Goodbye, Print News. I Held On As Long As I Could

For the first time in my life, I no longer have a local newspaper delivered to my home.

I know. What took so long?

This has been a gradual weaning. In recent years, it has just been a Sunday experience. But this was the way I was raised (by readers who were raised the same way, by readers who were presumably raised the same way) and for many years, it was something I truly enjoyed and relied upon. I even started my days with the paper when I lived in a college fraternity house.

Now, every day, to stay as informed as I feel like I need to be, it means starting the day with more screen time. I’ll get used to it. The news business wants me to. This has absolutely nothing to do with journalists. It’s the business side that apparently has no interest in printing and delivering the news that way, even just for one day a week.

Case in point: my recent bill. For an 8-month billing cycle and online access seven days a week, with Sunday home delivery, the total was $300+. That included $84 in “additional charges” (no explanation) and a $5 fee for a paper bill. That paper bill included an ad for the Life Alert bracelet (really). So that’s about $450 per year. Or, more than twice as much as a New York Times digital subscription. The cost-benefit analysis just doesn’t make sense, especially when I found out I could have full digital access to the local “newspaper” for $14.99 per month, or more than half as much annually as the full digital access plus one-day home delivery. It just didn’t make sense to get the delivery anymore.
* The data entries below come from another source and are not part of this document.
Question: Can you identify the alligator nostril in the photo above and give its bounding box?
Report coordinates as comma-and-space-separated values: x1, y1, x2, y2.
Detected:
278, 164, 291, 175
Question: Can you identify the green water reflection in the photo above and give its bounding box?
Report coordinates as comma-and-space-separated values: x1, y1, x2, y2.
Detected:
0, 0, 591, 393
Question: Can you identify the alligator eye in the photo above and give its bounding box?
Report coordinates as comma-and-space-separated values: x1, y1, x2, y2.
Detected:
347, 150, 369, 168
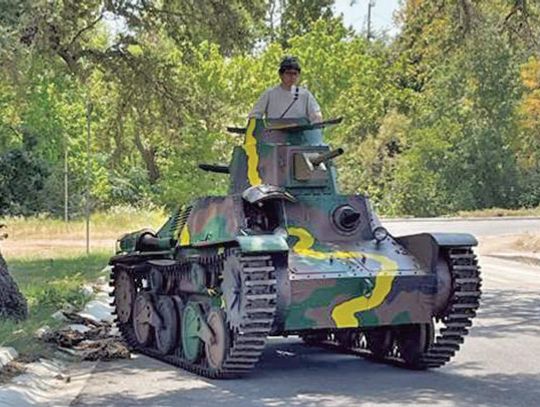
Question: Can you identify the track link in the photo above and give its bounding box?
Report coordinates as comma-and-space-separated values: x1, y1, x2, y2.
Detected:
305, 247, 482, 370
111, 249, 276, 379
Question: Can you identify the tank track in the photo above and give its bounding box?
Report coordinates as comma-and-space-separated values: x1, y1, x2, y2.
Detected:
111, 249, 277, 379
317, 247, 482, 370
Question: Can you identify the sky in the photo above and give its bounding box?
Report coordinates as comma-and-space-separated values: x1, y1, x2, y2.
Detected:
334, 0, 400, 35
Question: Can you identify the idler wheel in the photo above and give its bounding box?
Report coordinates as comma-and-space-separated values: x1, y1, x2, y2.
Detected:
155, 295, 178, 355
300, 333, 328, 346
133, 292, 153, 346
221, 254, 246, 328
205, 310, 229, 370
397, 323, 434, 368
182, 302, 202, 363
364, 327, 393, 359
114, 270, 137, 324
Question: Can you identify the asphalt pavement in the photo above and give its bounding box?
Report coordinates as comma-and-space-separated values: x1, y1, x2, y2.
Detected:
72, 219, 540, 407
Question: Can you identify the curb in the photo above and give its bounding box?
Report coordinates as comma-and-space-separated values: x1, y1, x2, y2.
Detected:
380, 216, 540, 223
0, 347, 19, 370
484, 253, 540, 266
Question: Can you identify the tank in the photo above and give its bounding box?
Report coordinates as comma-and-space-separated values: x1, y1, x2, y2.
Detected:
110, 119, 481, 378
0, 224, 28, 321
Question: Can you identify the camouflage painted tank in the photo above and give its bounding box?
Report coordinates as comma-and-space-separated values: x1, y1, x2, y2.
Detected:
111, 119, 480, 378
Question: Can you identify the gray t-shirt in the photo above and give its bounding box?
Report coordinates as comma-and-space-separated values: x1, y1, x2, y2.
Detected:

Make no mistake, online news is convenient and invaluable. That is why between our company’s and my personal subscriptions, I have paid access to 10 local, regional and national news sources. But there is just something about news in print.
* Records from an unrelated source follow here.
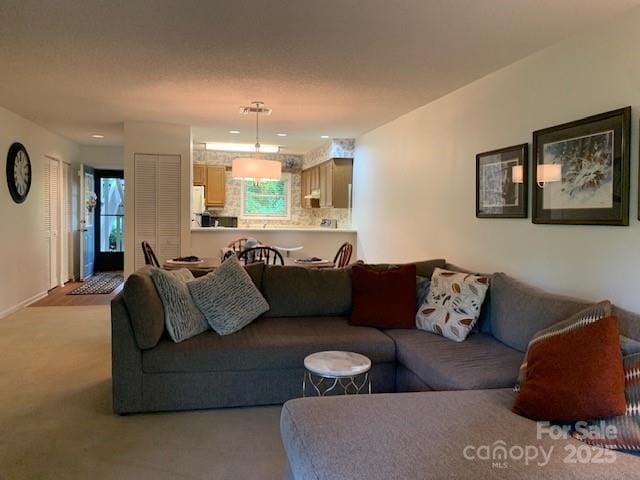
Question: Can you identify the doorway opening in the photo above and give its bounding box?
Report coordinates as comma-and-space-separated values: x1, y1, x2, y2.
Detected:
94, 170, 125, 272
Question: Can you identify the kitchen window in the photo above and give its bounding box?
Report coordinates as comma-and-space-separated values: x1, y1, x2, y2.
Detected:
240, 173, 291, 220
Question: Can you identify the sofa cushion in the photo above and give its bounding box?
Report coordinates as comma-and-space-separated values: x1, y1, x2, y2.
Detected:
385, 330, 523, 390
262, 265, 351, 317
351, 265, 416, 328
122, 265, 164, 349
490, 273, 591, 352
142, 317, 395, 374
280, 390, 640, 480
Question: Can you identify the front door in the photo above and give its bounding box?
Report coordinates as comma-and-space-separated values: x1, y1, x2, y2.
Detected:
78, 164, 98, 280
94, 170, 124, 272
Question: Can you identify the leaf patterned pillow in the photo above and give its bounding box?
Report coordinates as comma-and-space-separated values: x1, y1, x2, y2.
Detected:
416, 268, 489, 342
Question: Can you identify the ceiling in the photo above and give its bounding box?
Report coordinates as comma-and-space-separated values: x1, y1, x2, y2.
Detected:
0, 0, 640, 153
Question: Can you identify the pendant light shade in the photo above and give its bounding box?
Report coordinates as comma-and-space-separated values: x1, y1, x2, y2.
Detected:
231, 157, 282, 180
231, 102, 282, 181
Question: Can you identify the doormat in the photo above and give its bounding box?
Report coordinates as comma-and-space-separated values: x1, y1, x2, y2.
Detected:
67, 272, 124, 295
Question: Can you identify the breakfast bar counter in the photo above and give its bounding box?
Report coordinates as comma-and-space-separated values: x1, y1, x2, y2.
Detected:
190, 226, 358, 262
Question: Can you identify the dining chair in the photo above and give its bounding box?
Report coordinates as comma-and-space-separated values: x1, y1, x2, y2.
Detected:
238, 246, 284, 265
142, 242, 160, 268
227, 237, 248, 255
333, 242, 353, 268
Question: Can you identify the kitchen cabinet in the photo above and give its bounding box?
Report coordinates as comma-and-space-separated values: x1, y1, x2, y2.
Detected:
204, 165, 227, 207
300, 167, 320, 208
302, 158, 353, 208
193, 165, 207, 185
300, 170, 311, 208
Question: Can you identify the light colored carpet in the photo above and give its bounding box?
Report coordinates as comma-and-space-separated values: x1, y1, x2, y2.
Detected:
0, 306, 286, 480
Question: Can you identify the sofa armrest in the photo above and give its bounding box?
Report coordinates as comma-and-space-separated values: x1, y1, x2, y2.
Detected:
111, 293, 142, 414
I still miss getting Sports Illustrated in the mailbox on Thursday evenings and will miss the paper on the driveway on Sunday mornings. But when I care more than the giant stockholder-owned national publishing company in the business of producing the product, which used to be “selling newspapers,” then it’s time to move on.

There are still viable options for a print fix. I’m privileged to live in a community that boasts one of the nation’s best public libraries, which gets in new, printed books every month. Not far away, a new location of an independent bookstore chain just opened. May I not have to write a post about its demise any year soon.